I'm sorry, I think I still haven't quite addressed what you said. There are basically two issues here: the first is that researching where memes come from is soft news and good journalists should be trying to find something more important to report on. The second is that they've taken a story about Trump and then wandered off on a tangent instead of sticking with Trump.
I hoping I'm characterizing your complaint accurately. For the first point: this is an instance where soft news and hard news overlap. Calling Trump on his bullshit has turned into it's own little industry at this point, and everything that he says gets researched. I'm not saying this is exceptional, it's possible that if a different president posted a meme then maybe that would get researched too. But when this president posts a meme, you can be damn sure that it's going to get examined. Examining what the president says, thoroughly, falls under the "important hard news" category.
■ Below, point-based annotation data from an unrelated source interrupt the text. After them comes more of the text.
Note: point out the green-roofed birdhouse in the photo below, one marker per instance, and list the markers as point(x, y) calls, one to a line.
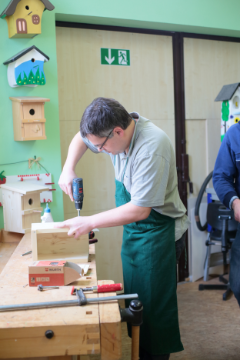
point(26, 68)
point(230, 98)
point(24, 17)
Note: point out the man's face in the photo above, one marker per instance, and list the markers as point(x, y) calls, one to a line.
point(113, 144)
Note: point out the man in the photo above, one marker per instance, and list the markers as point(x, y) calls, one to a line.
point(149, 207)
point(226, 181)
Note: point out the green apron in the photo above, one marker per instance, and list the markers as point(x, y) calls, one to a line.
point(149, 269)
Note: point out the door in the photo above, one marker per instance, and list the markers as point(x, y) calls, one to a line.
point(146, 86)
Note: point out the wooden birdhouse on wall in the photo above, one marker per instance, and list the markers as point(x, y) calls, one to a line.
point(28, 118)
point(230, 114)
point(26, 68)
point(21, 205)
point(24, 17)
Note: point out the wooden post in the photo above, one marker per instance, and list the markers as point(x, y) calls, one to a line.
point(135, 342)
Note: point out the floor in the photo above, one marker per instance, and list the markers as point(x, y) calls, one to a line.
point(210, 327)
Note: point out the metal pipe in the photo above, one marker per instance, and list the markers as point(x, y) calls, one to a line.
point(64, 303)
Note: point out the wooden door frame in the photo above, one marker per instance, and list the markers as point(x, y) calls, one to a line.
point(179, 103)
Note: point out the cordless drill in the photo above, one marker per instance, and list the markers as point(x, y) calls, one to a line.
point(77, 189)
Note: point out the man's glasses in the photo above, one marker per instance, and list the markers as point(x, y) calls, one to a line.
point(106, 140)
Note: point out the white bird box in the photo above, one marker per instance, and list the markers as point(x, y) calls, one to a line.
point(21, 205)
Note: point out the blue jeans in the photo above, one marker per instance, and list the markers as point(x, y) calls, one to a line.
point(234, 277)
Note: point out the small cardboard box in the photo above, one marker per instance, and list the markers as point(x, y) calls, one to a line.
point(53, 273)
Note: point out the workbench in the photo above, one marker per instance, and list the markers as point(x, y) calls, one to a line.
point(90, 329)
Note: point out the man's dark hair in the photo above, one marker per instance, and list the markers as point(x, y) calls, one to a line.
point(102, 116)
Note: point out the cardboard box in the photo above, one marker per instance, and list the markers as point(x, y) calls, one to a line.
point(53, 273)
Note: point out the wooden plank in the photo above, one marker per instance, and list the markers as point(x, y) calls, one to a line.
point(10, 237)
point(110, 323)
point(76, 329)
point(6, 251)
point(54, 243)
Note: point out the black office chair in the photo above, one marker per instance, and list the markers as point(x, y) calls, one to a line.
point(224, 228)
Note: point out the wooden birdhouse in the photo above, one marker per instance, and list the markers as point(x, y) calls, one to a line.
point(28, 118)
point(230, 114)
point(26, 68)
point(24, 17)
point(21, 205)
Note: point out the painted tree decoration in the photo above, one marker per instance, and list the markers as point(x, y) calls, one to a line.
point(24, 17)
point(26, 68)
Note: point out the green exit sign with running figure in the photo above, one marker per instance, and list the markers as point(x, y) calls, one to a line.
point(115, 57)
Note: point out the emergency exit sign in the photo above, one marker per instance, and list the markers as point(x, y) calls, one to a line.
point(115, 57)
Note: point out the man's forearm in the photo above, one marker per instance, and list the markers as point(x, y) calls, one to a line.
point(122, 215)
point(76, 150)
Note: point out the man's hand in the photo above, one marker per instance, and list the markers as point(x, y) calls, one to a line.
point(236, 209)
point(65, 181)
point(79, 225)
point(76, 150)
point(125, 214)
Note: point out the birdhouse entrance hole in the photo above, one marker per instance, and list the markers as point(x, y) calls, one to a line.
point(236, 102)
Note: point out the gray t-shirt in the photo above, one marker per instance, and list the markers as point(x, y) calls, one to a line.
point(150, 175)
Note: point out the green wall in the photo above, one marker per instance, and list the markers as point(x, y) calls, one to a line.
point(49, 150)
point(217, 17)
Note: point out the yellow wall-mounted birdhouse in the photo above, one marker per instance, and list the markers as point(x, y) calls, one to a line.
point(24, 17)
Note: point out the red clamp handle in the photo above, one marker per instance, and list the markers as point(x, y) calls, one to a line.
point(109, 287)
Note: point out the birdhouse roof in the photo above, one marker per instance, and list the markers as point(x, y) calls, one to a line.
point(23, 52)
point(10, 9)
point(25, 187)
point(227, 92)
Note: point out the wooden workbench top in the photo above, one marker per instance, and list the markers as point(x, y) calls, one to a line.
point(76, 329)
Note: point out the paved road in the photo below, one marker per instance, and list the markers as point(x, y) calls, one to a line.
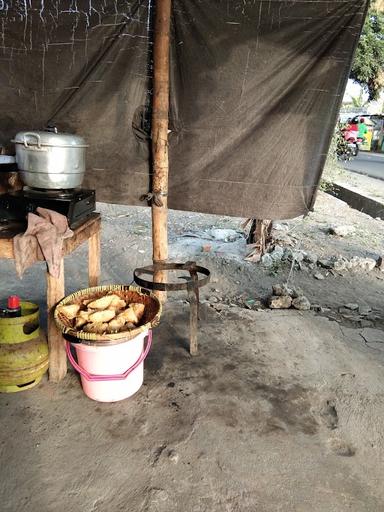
point(371, 164)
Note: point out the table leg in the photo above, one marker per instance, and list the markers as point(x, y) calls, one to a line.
point(94, 259)
point(57, 355)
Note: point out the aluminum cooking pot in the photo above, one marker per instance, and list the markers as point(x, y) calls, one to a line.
point(50, 160)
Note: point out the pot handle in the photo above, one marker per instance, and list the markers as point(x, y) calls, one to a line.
point(32, 134)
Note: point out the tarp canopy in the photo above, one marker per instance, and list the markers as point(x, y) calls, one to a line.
point(255, 91)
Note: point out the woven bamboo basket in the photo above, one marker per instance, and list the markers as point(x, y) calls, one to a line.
point(130, 294)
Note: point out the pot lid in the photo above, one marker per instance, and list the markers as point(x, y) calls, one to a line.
point(45, 138)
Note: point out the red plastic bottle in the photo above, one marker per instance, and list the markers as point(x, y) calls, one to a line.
point(13, 306)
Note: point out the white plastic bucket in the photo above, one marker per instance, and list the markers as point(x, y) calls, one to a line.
point(111, 372)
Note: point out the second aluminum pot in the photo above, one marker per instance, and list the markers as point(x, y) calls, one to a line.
point(50, 160)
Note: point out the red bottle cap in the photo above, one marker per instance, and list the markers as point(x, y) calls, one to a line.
point(13, 302)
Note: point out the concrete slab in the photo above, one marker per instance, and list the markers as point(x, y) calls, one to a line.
point(281, 411)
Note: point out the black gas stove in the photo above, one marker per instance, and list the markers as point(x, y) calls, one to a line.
point(75, 204)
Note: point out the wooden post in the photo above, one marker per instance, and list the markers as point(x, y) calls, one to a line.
point(94, 259)
point(56, 344)
point(160, 109)
point(259, 238)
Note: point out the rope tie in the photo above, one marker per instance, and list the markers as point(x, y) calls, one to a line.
point(154, 198)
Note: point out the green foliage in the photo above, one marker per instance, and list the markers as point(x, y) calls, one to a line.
point(368, 65)
point(359, 102)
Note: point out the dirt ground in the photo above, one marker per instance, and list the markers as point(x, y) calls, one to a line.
point(280, 411)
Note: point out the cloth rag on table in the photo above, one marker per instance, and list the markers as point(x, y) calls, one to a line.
point(43, 240)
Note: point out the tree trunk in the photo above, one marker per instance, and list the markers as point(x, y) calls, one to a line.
point(259, 238)
point(160, 108)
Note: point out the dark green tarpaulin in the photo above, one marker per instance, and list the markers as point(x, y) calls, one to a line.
point(255, 91)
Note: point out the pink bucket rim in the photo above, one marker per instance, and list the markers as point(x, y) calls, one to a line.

For the second point: maybe. Maybe they did wander off on a tangent, but the story kind of created itself. They called this guy and didn't get in touch with him right away, left a message on his voicemail or something, and he apparently freaked out. He wrote the apology on his own initiative, edited his old comments on reddit to make himself seem a little less racist, and then called them begging them not to reveal his identity. What are they supposed to do with that? Just ignore it? What happens when people start asking about what happened to this guy? What happens when someone else starts looking into this meme that the president tweeted?
Setting those questions aside, it's probably worth pointing out that the president is apparently listening to outspoken racists. You do acknowledge this above, but just saying this without identifying who you're talking about is pretty useless. Worse than that, it's inviting denial.